Dermatol Online J. 2017 Nov 15;23(11):13030/qt8sg5w98j.
Hereditary Nonpolyposis Colorectal Cancer (HNPCC), also known as Lynch Syndrome, is an autosomal dominant, tumor predisposing disorder usuallycaused by germline mutations in mismatch repair (MMR) genes. A subset of HNPCC, Muir-Torre Syndrome (MTS) also involves MMR gene defects and is generally accepted as a variant of HNPCC. MTS is typicallycharacterized by at least one visceral malignancy and one cutaneous neoplasm of sebaceous differentiation, with or without keratoacanthomas. In either version of the disorder, nonfunctional MMR systems lead tothe loss of genomic integrity, marked commonly by mismatches in repetitive DNA sequences, resulting in microsatellite instabilities. Deleterious nucleotide alterations ultimately drive the process of tumorigenesis in both HNPCC and MTS. The following article reviews the epidemiology, genetics, clinical presentation, and management of HNPCC and its MTS variant.

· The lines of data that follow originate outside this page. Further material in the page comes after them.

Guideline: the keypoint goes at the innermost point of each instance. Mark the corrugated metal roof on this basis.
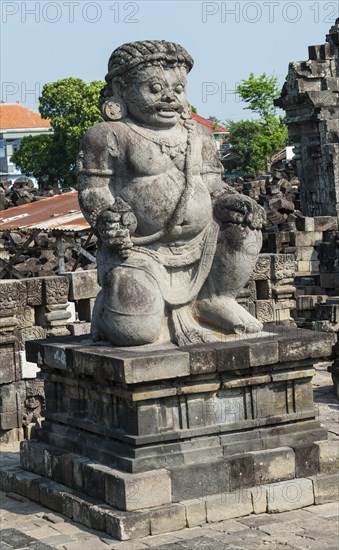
(16, 116)
(61, 212)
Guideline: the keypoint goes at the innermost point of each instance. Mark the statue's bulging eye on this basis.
(155, 88)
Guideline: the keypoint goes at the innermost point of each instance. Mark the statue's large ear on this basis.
(187, 112)
(113, 107)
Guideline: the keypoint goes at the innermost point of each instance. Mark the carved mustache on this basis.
(164, 107)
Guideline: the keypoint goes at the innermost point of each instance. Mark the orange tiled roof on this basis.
(208, 123)
(14, 115)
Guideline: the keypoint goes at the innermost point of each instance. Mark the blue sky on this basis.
(49, 40)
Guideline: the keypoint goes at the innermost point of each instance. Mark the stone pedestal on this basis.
(139, 434)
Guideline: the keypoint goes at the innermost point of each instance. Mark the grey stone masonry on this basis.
(311, 101)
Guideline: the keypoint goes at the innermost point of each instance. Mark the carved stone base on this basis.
(145, 429)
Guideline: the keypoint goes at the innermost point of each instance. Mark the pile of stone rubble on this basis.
(22, 191)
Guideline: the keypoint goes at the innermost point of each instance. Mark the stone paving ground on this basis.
(25, 525)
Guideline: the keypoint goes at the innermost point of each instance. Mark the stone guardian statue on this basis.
(175, 244)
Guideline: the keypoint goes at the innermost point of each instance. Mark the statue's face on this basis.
(156, 96)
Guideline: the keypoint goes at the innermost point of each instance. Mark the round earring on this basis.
(187, 112)
(113, 110)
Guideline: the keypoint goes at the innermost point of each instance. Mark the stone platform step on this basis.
(273, 497)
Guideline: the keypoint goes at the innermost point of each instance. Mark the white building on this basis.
(16, 122)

遗传性非息肉病性结直肠癌(HNPCC),也称为林奇综合征,是一种常染色体显性遗传的肿瘤易感性疾病,通常由错配修复(MMR)基因的种系突变引起。HNPCC的一个子集,穆尔-托雷综合征(MTS)也涉及MMR基因缺陷,通常被认为是HNPCC的一种变体。MTS的典型特征是至少有一个内脏恶性肿瘤和一个皮脂腺分化的皮肤肿瘤,有或没有角化棘皮瘤。在这两种疾病中,无功能的MMR系统都会导致基因组完整性的丧失,通常表现为重复DNA序列中的错配,从而导致微卫星不稳定性。有害的核苷酸改变最终推动了HNPCC和MTS的肿瘤发生过程。以下文章综述了HNPCC及其MTS变体的流行病学、遗传学、临床表现和管理。